The residue is the coefficient of $ z^{2j-2n-1} = z^{-1} \Longrightarrow j=n $

$$\therefore \operatorname{ Res}(f,0) = \sum_{n=0}^{\infty} \frac{1}{2^{2n}} \binom{2n}{n}\frac{1}{n!}$$

$$\boxed{I = 2\pi \sum_{n=0}^{\infty} \frac{1}{2^{2n}} \binom{2n}{n}\frac{1}{n!}}$$

This sum converges to $\displaystyle 2\pi \sqrt{e}I_{0}\left(\frac{1}{2}\right)$

Update 1:

I found a way to evaluate this last series:

Note $$ \sum_{n=0}^{\infty} \frac{1}{2^{2n}} \binom{2n}{n}\frac{1}{n!} = \sum_{n=0}^{\infty} \frac{1}{2^{2n}} \frac{(2n)!}{n!^3 }$$

Now recall that

$$ (2n)! = (1)_{2n}$$

where $(x)_{n}=x(x+1)(x+2)\cdots(x+n-1)$ is the rising factorial or Pochhammer polynomial

Now using the duplication formula: $\displaystyle (x)_{2n} = 4^n\left(\frac{x}{2}\right)_{n}\left(\frac{x+1}{2}\right)_{n}$ and the fact that $(1)_{n} = n!$

We have

$$ (2n)! = (1)_{2n} = 4^{n}\left(\frac{1}{2}\right)_{n}(1)_{n}$$

Hence $$ \sum_{n=0}^{\infty} \frac{1}{2^{2n}} \binom{2n}{n}\frac{1}{n!} = \sum_{n=0}^{\infty} \frac{4^{n}\left(\frac{1}{2}\right)_{n}(1)_{n}}{2^{2n} (1)_{n}(1)_{n} n!} = \sum_{n=0}^{\infty} \frac{ \left(\frac{1}{2}\right)_{n}}{(1)_{n}}\frac{1}{n!} ={}_1F_{1}\left(\frac{1}{2};1;1\right)$$

Using the identity 3 of Generalization of Kummer's transformations here

$$e^{-\frac x 2} \, {}_1F_1(a,2a,x)= {}_0F_1 \left (;a+\tfrac 1 2; \tfrac{x^2}{16} \right ) \tag{*}$$

with $\displaystyle x= 1$ and $\displaystyle a= \frac{1}{2}$

$${}_1F_{1}\left(\frac{1}{2};1;1\right) = \sqrt{e} \;{}_0F_{1}(;1,\frac{1}{16})$$

But $\displaystyle \sqrt{e}\; {}_0F_{1}(;1,\frac{1}{16})$ is the hypergometric representation of $\displaystyle I_{0}\left(\frac{1}{2}\right)$: $$ {}_{0}F_{1}(;1,\frac{1}{16}) = \sum_{n=0}^{\infty} \frac{1}{4^{2n}n!^2} = I_{0}\left(\frac{1}{2}\right)$$

Therefore

$$\boxed{ I =\int_{0}^{2\pi} e^{\sin^2 x} dx= 2\pi \sqrt{e} \; I_{0}\left(\frac{1}{2}\right) }$$

2. Solution using the complete beta function(Update 2)

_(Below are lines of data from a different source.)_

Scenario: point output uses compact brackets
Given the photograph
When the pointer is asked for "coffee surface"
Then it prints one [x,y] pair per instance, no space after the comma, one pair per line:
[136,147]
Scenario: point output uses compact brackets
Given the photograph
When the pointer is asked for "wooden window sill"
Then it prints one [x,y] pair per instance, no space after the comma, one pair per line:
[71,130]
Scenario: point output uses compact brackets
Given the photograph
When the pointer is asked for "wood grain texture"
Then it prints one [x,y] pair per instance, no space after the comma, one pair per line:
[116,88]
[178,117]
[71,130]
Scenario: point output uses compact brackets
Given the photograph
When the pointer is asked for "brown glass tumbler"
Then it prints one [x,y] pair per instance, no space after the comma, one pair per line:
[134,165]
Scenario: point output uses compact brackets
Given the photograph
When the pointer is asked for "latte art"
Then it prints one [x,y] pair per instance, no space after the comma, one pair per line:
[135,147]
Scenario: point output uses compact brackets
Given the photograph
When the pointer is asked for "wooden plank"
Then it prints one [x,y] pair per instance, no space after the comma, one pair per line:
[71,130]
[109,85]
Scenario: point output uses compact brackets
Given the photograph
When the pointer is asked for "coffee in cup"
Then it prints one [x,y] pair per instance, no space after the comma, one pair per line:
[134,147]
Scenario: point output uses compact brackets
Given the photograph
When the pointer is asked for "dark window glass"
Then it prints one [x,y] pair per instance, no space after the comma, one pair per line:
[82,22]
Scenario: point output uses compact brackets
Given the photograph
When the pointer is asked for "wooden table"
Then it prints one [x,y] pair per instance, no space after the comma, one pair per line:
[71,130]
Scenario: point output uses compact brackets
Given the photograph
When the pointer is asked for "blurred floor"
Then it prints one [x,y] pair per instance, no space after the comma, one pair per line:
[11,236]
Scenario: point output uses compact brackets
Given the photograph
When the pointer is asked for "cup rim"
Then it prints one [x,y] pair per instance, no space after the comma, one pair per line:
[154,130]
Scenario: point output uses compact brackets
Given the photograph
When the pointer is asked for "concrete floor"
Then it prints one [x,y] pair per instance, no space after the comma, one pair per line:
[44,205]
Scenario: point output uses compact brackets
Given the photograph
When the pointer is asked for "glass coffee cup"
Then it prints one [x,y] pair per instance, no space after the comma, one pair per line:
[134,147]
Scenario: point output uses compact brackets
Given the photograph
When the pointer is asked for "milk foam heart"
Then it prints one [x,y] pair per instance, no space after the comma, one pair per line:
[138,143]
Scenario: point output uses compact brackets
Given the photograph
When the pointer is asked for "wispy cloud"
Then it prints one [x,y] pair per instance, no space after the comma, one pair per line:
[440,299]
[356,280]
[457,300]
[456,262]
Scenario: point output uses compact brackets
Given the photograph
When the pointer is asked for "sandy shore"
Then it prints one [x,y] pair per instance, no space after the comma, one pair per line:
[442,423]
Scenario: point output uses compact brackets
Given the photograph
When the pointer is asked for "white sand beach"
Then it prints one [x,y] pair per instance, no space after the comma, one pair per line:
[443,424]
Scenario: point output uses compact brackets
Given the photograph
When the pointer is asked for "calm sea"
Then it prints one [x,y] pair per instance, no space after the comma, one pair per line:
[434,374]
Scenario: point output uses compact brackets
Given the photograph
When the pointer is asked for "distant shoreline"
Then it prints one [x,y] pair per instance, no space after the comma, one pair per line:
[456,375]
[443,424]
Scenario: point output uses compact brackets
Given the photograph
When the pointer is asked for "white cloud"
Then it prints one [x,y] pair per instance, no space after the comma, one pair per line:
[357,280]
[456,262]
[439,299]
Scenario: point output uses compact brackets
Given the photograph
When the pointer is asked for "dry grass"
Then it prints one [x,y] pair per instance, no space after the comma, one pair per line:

Let $n\in \mathbb{N}$. Recall:

$$\int_{0}^{2\pi} \sin^{2n}\theta d\theta= 4\int_{0}^{\frac{\pi}{2}} \sin^{2n}\theta d\theta \stackrel{w=\cos\theta}{=} 4\int_{0}^{1} w^{2n}(1-w^2)^{-\frac{1}{2}}dw \stackrel{r=w^2}{=}2\int_{0}^{1} r^{n+\frac{1}{2}-1}(1-r)^{\frac{1}{2}-1}dr = 2B\left(n+\frac{1}{2},\frac{1}{2}\right) = \frac{2\Gamma\left(n+\frac{1}{2}\right)\sqrt{\pi}}{\Gamma(n+1)} = \frac{2\pi}{2^{2n}}\binom{2n}{n}$$

Therefore:

$$\int_{0}^{2\pi} \sin^{2n}\theta d\theta =\frac{2\pi}{2^{2n}}\binom{2n}{n}$$

Summing both sides of the equation:

$$\sum_{n=0}^{\infty}\frac{1}{n!}\int_{0}^{2\pi} \sin^{2n}\theta d\theta = 2\pi \sum_{n=0}^{\infty}\frac{1}{2^{2n}n!}\binom{2n}{n}$$

Applying the Fubini-Tonelli theorem in the left hand side we can interchange series and integral sign:

$$\int_{0}^{2\pi} \sum_{n=0}^{\infty}\frac{\sin^{2n} \theta}{n!} d\theta = 2\pi \sum_{n=0}^{\infty}\frac{1}{2^{2n}n!}\binom{2n}{n}$$

$$\Longrightarrow \int_{0}^{2\pi} e^{\sin^2\theta}d\theta = 2\pi \sum_{n=0}^{\infty}\frac{1}{2^{2n}n!}\binom{2n}{n}$$

Applying the identity (*) from above

$$\boxed{ I =\int_{0}^{2\pi} e^{\sin^2 x} dx= 2\pi \sqrt{e} \; I_{0}\left(\frac{1}{2}\right) }$$

Answer 2

According to Wolfram, it is

$$\int_{0}^{2\pi} e^{[\sin x]^2}\ dx = 2\sqrt{e} \pi I_0\left(\frac{1}{2}\right)$$

I think there isn't really a good "trick" for this beyond just recognizing that the modified Bessel functions have well-known integral identities involving integrands of a broadly similar shape in that they involve $e^{\cos x}$, so one should then try to mash them to see if one can get something to come out. Namely,

$$I_\alpha(x) = \frac{1}{\pi} \int_{0}^{\pi} e^{x \cos \theta} \cos \alpha \theta\ d\theta - \frac{\sin \alpha \pi}{\pi} \int_{0}^{\infty} e^{-x \cosh t - \alpha t}\ dt$$

is a "known quantity" in that it's published already, and note that if one takes $\alpha = 0$, the right-hand term dies and the left becomes

$$I_0(x) = \frac{1}{\pi} \int_{0}^{\pi} e^{x \cos \theta} d\theta$$

hence use the half-angle formula $[\sin x]^2 = \frac{1 - \cos 2x}{2}$ so

$$\int_{0}^{2\pi} e^{[\sin x]^2}\ dx = \int_{0}^{2\pi} e^{\frac{1 - \cos 2x}{2}}\ dx = \int_{0}^{2 \pi} e^{1/2} e^{-\frac{1}{2} \cos{2x}}\ dx = \sqrt{e} \int_{0}^{2\pi} e^{-\frac{1}{2} \cos 2x}\ dx$$

then you should be able to take it from there with scalings.